Christophe Bejach, représentant spécial pour l'Etang-de Berre du ministre Arnaud Montebourg, en a informé le groupe pétrochimique, basé à Rotterdam aux Pays-Bas, et l'intersyndicale de la raffinerie, a ajouté le ministère dans un bref communiqué.
Personne au ministère n'était disponible dans l'immédiat pour apporter des précisions sur l'identité de cet éventuel repreneur.
Fabien Astier, représentant de l'intersyndicale (CGT) a déclaré à l'AFP n'avoir aucun détail supplémentaire sur cette information.
En février, le groupe d'investissement suisse Klesch s'était déclaré intéressé par la raffinerie, mais cette piste semblait au point mort ces dernières semaines, la société n'étant pas parvenue à trouver un accord avec la direction de LyondellBasel, selon des sources interrogées en avril par l'AFP.

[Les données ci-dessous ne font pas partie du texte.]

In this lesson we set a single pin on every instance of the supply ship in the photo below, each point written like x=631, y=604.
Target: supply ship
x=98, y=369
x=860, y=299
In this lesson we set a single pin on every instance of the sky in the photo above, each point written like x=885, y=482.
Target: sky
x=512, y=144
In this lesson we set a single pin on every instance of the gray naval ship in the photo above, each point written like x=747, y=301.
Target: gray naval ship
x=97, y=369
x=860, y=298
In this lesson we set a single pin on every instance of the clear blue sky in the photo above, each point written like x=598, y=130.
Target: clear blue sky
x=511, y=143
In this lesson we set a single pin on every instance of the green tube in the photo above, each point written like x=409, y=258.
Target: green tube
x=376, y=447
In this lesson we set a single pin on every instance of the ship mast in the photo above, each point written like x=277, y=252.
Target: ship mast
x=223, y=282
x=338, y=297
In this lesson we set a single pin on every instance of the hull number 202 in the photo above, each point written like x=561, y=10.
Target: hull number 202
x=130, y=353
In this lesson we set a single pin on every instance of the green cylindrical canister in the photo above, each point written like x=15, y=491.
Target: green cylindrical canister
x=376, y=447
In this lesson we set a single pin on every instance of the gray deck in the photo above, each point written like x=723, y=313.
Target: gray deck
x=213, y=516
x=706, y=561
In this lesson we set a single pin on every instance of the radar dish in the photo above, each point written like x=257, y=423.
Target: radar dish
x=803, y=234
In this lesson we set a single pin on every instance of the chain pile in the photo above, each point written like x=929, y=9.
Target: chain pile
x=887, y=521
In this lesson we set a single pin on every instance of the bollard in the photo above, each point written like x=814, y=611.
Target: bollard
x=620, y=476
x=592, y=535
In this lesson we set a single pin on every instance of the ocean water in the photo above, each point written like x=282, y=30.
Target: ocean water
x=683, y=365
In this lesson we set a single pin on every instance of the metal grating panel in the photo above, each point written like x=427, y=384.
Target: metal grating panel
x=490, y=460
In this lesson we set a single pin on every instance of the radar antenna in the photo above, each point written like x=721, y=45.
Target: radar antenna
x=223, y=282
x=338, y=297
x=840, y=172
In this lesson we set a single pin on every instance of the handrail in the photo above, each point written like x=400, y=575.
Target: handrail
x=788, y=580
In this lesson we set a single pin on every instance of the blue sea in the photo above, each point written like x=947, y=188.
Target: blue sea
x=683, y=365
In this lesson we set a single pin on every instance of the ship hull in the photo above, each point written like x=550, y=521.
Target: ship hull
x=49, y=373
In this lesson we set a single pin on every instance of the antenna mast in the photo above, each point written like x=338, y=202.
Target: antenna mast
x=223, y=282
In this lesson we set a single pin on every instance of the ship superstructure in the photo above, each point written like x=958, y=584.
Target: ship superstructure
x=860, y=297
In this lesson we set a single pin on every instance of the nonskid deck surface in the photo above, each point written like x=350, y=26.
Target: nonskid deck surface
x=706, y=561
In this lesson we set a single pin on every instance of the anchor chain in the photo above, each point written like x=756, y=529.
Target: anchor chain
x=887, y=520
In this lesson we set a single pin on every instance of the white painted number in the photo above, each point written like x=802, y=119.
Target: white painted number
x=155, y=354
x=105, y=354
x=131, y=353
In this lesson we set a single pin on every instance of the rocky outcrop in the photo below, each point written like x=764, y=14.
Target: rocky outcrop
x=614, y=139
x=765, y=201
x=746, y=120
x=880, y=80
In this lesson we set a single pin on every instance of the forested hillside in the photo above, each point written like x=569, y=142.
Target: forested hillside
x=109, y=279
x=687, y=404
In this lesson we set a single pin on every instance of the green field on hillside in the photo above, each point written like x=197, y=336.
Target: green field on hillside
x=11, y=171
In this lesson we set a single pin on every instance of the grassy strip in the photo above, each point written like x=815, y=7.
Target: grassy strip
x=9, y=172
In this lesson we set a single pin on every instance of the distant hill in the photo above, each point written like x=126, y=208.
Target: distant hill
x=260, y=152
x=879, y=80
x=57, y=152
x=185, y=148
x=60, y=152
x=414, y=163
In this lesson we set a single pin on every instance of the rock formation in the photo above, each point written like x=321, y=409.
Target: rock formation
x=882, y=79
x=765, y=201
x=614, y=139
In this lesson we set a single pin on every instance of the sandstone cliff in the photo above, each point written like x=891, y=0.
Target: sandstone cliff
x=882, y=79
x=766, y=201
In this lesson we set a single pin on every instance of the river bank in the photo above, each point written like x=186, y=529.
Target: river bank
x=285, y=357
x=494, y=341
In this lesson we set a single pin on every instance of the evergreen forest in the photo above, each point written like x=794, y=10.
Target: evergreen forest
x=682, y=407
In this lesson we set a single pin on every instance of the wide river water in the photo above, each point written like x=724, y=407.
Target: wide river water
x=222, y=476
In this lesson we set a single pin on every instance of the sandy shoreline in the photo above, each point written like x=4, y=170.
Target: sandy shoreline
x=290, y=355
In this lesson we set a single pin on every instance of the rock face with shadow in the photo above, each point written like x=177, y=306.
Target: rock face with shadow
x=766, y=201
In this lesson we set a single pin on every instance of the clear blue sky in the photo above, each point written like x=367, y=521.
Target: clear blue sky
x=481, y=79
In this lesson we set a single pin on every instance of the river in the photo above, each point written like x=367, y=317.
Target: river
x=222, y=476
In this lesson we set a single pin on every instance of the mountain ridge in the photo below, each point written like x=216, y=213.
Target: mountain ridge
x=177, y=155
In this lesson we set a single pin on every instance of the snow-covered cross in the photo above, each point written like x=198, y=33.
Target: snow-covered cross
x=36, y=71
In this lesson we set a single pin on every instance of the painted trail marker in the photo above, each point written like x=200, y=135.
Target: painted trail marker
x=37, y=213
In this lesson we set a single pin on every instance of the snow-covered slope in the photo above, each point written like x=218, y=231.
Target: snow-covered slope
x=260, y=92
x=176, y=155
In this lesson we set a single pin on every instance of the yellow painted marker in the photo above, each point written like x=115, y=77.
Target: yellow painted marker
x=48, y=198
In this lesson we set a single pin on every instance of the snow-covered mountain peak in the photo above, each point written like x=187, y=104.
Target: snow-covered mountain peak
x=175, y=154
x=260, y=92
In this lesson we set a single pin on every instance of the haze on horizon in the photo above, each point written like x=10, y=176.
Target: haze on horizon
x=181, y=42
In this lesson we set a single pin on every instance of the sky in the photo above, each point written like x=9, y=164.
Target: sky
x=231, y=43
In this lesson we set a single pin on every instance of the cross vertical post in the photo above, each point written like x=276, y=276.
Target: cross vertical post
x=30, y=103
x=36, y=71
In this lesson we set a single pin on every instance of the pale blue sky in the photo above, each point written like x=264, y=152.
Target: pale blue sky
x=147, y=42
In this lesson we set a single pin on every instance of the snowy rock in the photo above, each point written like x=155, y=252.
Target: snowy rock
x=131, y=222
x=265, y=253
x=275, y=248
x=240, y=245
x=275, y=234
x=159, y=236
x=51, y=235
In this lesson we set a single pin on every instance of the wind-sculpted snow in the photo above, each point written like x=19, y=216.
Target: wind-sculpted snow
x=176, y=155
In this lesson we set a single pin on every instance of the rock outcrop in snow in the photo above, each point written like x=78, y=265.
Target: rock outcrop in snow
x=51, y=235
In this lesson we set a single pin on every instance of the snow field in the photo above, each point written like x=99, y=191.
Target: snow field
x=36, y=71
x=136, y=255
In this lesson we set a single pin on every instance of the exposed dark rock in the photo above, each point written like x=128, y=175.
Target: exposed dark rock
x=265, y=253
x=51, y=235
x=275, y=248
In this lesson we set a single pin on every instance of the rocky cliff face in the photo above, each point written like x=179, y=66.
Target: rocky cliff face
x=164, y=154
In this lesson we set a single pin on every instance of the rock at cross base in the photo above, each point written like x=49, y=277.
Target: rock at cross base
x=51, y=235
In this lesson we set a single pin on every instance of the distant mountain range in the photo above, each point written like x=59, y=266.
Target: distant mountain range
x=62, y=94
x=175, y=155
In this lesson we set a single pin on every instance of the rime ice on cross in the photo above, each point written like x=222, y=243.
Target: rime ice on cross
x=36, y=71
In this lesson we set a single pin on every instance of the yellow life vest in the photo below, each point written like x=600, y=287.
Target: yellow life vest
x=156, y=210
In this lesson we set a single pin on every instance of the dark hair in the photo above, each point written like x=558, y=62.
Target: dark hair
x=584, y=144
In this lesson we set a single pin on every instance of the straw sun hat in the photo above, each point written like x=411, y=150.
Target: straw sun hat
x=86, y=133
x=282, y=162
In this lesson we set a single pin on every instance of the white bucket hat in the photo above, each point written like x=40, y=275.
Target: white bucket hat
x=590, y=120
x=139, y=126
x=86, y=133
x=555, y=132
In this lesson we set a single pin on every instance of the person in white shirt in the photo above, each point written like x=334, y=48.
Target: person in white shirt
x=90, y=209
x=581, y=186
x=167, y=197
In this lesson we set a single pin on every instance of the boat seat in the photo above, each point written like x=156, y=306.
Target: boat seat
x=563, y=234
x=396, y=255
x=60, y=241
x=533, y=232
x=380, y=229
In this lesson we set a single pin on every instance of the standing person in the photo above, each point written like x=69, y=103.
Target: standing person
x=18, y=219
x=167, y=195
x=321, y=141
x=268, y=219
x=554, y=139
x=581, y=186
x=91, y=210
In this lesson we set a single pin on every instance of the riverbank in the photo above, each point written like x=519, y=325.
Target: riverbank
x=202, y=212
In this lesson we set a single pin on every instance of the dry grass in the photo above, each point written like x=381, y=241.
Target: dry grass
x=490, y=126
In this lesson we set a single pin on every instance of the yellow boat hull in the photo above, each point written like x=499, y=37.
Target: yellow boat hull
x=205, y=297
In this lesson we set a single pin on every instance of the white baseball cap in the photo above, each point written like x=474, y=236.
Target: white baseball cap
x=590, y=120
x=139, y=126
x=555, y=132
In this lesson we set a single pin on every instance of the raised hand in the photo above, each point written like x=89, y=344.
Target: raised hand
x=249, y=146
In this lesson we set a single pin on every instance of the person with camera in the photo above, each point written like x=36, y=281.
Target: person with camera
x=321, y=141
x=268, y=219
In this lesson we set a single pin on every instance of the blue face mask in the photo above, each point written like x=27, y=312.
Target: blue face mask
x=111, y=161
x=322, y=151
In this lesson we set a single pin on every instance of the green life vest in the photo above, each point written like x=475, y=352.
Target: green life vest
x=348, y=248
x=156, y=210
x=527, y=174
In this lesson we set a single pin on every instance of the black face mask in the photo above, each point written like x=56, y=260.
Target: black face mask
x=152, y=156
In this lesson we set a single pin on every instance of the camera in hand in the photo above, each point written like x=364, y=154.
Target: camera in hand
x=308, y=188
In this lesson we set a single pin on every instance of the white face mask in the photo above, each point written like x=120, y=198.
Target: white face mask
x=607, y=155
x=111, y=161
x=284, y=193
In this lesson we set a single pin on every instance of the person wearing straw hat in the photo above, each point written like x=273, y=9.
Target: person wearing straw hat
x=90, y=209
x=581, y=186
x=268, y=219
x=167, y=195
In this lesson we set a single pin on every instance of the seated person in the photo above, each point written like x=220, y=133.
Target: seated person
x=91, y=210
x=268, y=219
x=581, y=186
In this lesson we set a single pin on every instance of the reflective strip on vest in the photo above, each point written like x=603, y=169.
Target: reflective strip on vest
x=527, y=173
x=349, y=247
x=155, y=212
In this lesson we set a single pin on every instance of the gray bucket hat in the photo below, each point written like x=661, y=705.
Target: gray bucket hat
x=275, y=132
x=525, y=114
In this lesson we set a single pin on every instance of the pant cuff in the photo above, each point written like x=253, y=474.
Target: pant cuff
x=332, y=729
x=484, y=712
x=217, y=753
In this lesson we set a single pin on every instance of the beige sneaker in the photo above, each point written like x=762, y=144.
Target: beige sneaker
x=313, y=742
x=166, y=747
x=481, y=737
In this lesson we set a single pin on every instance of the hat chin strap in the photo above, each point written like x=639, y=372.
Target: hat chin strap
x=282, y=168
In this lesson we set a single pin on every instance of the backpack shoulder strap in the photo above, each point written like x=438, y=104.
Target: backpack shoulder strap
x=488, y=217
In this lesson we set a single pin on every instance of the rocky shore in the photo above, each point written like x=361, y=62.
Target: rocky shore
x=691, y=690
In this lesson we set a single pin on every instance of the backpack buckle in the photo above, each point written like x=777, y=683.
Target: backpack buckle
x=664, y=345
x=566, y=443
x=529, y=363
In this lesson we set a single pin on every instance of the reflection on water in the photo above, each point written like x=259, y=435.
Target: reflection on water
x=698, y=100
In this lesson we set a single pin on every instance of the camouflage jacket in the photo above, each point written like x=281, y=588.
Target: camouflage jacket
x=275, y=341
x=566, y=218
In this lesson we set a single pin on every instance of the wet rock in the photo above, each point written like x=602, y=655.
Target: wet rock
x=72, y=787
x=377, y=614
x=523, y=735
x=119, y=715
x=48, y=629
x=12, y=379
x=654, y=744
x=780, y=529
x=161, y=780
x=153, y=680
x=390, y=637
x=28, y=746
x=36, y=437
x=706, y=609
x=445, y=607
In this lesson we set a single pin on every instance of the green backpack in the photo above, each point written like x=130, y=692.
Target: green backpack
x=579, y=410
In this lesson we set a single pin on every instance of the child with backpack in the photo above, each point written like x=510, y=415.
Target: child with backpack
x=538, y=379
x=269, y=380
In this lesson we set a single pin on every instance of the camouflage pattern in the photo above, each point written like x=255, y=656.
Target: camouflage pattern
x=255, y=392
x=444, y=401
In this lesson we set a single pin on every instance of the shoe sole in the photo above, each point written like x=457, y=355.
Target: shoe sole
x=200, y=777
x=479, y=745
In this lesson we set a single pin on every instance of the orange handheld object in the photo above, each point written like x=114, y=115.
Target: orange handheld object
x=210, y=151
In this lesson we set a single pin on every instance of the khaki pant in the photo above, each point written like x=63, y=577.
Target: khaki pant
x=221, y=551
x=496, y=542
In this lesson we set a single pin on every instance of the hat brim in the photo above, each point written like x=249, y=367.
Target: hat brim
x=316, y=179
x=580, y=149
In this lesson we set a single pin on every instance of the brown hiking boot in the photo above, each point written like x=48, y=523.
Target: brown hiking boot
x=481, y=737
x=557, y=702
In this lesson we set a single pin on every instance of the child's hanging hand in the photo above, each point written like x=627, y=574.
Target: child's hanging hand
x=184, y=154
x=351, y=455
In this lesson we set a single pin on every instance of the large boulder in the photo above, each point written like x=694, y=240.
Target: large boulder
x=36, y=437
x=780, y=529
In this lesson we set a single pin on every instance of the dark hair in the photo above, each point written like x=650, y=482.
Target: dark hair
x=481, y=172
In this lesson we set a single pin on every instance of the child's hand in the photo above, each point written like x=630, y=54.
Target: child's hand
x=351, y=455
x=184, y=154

Faute d'avoir trouvé un repreneur et invoquant "de lourdes pertes", LyondellBasell avait annoncé en septembre 2011 le projet de fermeture de la raffinerie, qui devait toucher 370 salariés sur les quelque 1 250 travaillant sur le complexe du groupe autour de l'étang de Berre.
Après près de deux semaines de grève et de blocage des unités par les salariés, la direction avait annoncé l'octroi d'un sursis au site.
Depuis, la raffinerie est actuellement "mise sous cocon", c'est-à-dire arrêtée, mais entretenue pour être prête à redémarrer en cas de repreneur.